Ms D'Arcy said: "The headteacher has not shied away from making difficult staffing decisions for the long-term benefit of pupils. In this, she continues to be supported by the local authority and her senior leadership team.

"Under the headteacher’s leadership, there have been clear improvements to pupils’ progress and attainment by the end of Year 6 and to pupils’ behaviour. Efforts to improve teaching have ensured that there is strong practice in some parts of the school. Work to secure consistently good teaching across the school remains a challenge. The unsettled staffing situation in some year groups adds to this."

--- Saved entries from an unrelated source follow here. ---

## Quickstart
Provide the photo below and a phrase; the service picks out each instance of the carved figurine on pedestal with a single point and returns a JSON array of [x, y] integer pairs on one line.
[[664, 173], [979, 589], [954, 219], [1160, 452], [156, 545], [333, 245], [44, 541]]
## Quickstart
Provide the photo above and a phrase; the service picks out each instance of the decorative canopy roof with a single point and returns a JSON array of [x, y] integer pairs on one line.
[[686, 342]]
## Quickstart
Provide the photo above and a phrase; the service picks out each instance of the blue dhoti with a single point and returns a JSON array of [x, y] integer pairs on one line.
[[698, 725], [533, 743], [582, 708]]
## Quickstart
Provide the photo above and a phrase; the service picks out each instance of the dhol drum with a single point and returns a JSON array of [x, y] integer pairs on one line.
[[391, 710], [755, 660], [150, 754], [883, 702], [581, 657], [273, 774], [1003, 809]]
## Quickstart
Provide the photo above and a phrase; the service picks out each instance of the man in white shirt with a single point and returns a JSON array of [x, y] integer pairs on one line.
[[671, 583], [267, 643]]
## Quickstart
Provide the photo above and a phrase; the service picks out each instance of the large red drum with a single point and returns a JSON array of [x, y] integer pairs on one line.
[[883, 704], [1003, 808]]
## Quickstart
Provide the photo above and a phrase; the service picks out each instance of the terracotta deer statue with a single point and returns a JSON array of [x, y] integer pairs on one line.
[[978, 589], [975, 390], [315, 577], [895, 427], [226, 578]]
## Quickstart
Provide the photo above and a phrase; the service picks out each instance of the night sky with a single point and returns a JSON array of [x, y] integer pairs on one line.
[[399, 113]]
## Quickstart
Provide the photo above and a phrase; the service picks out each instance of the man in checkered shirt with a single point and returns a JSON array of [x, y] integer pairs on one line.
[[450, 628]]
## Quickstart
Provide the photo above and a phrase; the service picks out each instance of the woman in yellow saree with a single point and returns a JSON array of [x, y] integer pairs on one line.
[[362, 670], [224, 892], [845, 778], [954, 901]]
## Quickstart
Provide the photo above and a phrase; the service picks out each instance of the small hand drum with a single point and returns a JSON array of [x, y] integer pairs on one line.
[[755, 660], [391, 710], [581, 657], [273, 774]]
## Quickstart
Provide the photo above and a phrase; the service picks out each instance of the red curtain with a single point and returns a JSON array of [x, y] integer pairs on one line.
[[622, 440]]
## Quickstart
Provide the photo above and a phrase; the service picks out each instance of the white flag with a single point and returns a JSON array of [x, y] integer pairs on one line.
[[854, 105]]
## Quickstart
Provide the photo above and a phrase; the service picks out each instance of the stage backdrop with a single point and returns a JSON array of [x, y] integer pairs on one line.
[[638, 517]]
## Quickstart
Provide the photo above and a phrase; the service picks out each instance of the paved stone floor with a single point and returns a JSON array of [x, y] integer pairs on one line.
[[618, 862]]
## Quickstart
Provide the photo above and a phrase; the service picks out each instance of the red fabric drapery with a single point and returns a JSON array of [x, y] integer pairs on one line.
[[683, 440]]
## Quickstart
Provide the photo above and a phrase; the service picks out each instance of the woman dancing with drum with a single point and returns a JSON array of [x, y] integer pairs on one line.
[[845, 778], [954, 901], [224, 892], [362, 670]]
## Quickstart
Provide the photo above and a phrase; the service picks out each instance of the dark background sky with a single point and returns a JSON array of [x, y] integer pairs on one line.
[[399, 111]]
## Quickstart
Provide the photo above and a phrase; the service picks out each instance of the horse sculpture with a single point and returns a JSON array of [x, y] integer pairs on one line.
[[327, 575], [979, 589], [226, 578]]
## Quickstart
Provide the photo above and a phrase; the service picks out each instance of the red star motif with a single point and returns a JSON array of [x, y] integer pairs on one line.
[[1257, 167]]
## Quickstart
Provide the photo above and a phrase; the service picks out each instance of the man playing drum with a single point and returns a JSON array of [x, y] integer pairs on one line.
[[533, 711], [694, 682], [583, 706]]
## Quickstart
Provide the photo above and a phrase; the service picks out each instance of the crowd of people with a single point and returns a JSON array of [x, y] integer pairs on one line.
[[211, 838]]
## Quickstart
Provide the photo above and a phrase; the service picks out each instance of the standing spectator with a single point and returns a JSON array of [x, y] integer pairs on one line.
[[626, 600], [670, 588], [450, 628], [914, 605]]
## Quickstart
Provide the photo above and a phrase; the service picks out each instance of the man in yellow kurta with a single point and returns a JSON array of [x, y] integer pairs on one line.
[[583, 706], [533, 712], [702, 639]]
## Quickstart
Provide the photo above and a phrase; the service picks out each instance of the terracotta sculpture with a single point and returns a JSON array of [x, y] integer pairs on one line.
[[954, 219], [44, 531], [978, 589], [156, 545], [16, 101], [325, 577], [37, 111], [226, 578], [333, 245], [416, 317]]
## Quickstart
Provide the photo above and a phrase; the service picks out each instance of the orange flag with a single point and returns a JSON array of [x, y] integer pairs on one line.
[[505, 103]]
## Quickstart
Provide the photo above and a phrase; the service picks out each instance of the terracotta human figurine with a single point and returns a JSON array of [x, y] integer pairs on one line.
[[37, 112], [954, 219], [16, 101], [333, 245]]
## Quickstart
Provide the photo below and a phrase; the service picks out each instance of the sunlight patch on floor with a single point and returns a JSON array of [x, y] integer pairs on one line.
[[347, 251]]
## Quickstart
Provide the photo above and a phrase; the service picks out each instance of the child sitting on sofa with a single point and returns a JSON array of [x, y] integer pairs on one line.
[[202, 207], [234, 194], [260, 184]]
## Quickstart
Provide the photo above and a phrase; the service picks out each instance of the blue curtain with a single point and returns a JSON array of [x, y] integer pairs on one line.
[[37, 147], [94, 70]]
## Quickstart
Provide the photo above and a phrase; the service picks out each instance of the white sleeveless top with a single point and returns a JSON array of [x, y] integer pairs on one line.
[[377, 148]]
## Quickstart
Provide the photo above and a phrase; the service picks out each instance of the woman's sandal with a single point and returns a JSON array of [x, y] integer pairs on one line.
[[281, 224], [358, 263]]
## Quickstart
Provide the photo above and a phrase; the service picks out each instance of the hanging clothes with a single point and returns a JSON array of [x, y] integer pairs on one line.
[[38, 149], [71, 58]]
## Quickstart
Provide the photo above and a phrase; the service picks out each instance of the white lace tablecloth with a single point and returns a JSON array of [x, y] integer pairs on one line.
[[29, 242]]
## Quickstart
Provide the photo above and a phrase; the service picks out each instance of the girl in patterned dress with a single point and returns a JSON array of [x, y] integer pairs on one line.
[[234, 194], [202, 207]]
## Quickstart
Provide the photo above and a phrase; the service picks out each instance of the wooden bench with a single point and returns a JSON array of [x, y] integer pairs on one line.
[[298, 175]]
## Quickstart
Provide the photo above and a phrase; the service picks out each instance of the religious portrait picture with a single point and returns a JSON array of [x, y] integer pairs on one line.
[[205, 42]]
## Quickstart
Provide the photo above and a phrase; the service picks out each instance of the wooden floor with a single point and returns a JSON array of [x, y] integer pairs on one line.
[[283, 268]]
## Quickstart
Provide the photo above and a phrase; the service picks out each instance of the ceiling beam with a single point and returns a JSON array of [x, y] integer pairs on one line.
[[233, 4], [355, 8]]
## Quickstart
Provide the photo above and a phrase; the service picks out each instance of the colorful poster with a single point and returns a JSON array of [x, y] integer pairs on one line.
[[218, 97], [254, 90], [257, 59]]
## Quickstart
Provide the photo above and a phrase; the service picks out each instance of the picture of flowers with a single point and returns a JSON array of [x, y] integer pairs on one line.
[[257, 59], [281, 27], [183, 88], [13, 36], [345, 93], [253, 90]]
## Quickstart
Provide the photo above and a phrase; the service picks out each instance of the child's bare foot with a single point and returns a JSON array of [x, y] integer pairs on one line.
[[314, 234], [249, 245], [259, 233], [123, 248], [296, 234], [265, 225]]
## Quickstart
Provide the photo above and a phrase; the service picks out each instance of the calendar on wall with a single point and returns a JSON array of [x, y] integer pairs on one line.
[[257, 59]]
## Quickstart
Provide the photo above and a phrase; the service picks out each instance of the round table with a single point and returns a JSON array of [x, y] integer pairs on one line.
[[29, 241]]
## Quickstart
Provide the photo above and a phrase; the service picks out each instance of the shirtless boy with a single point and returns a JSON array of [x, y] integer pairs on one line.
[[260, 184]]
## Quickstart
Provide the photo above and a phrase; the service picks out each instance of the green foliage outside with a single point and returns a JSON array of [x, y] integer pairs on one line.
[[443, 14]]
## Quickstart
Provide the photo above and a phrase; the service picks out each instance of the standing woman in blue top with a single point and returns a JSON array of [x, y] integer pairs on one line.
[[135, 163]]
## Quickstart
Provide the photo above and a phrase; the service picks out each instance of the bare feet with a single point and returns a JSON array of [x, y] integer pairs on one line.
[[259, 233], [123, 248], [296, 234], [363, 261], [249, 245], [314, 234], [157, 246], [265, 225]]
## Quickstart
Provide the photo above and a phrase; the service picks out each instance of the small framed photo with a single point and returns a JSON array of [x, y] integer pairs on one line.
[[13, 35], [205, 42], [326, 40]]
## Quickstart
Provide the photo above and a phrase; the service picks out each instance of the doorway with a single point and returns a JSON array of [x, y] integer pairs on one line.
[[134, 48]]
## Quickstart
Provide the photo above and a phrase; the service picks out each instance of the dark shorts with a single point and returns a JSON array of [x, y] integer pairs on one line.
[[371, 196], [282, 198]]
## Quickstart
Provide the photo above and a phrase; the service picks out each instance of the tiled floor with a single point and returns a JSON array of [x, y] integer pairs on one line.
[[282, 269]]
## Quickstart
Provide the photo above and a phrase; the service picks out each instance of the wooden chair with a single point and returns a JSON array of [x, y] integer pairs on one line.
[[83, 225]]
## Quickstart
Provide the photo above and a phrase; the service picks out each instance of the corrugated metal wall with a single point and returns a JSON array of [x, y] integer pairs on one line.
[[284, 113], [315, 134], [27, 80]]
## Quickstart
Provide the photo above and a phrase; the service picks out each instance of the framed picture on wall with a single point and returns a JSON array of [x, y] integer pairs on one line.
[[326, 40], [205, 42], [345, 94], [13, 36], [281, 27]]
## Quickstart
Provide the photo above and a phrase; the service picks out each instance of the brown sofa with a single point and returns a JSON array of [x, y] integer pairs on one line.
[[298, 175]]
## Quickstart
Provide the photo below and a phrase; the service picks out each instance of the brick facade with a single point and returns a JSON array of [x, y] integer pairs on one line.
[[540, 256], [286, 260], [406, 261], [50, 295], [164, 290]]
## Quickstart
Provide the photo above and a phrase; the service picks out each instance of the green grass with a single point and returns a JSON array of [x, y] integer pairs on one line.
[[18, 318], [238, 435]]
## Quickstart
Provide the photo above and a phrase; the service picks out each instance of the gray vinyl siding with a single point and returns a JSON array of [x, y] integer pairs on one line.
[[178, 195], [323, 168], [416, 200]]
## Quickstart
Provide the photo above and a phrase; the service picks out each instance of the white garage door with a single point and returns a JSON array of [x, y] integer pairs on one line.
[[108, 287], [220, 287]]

Ms Thomas said: "Although we are disappointed with our latest Ofsted report, we accept the issues raised by the inspector's findings and, with the support of the local authority, are developing a wide-ranging improvement plan to address the matters that have been identified so that improvements happen both effectively and quickly.

"As the inspectors recognised, the school has experienced a difficult period of late. This situation has now improved, including my appointment as headteacher.

"We were pleased that the inspectors found many things to praise about our school, including that pupils with special educational needs and/or disabilities are well supported, and that they progress well from their individual starting points. The inspectors also recognised that children in early years receive a great start to their education and make good progress. Pupils also achieve well in science.

"Children say that they like being in school, and feel safe.

"Parents are being kept fully informed and I would like to thank them for their enthusiastic support for the school throughout.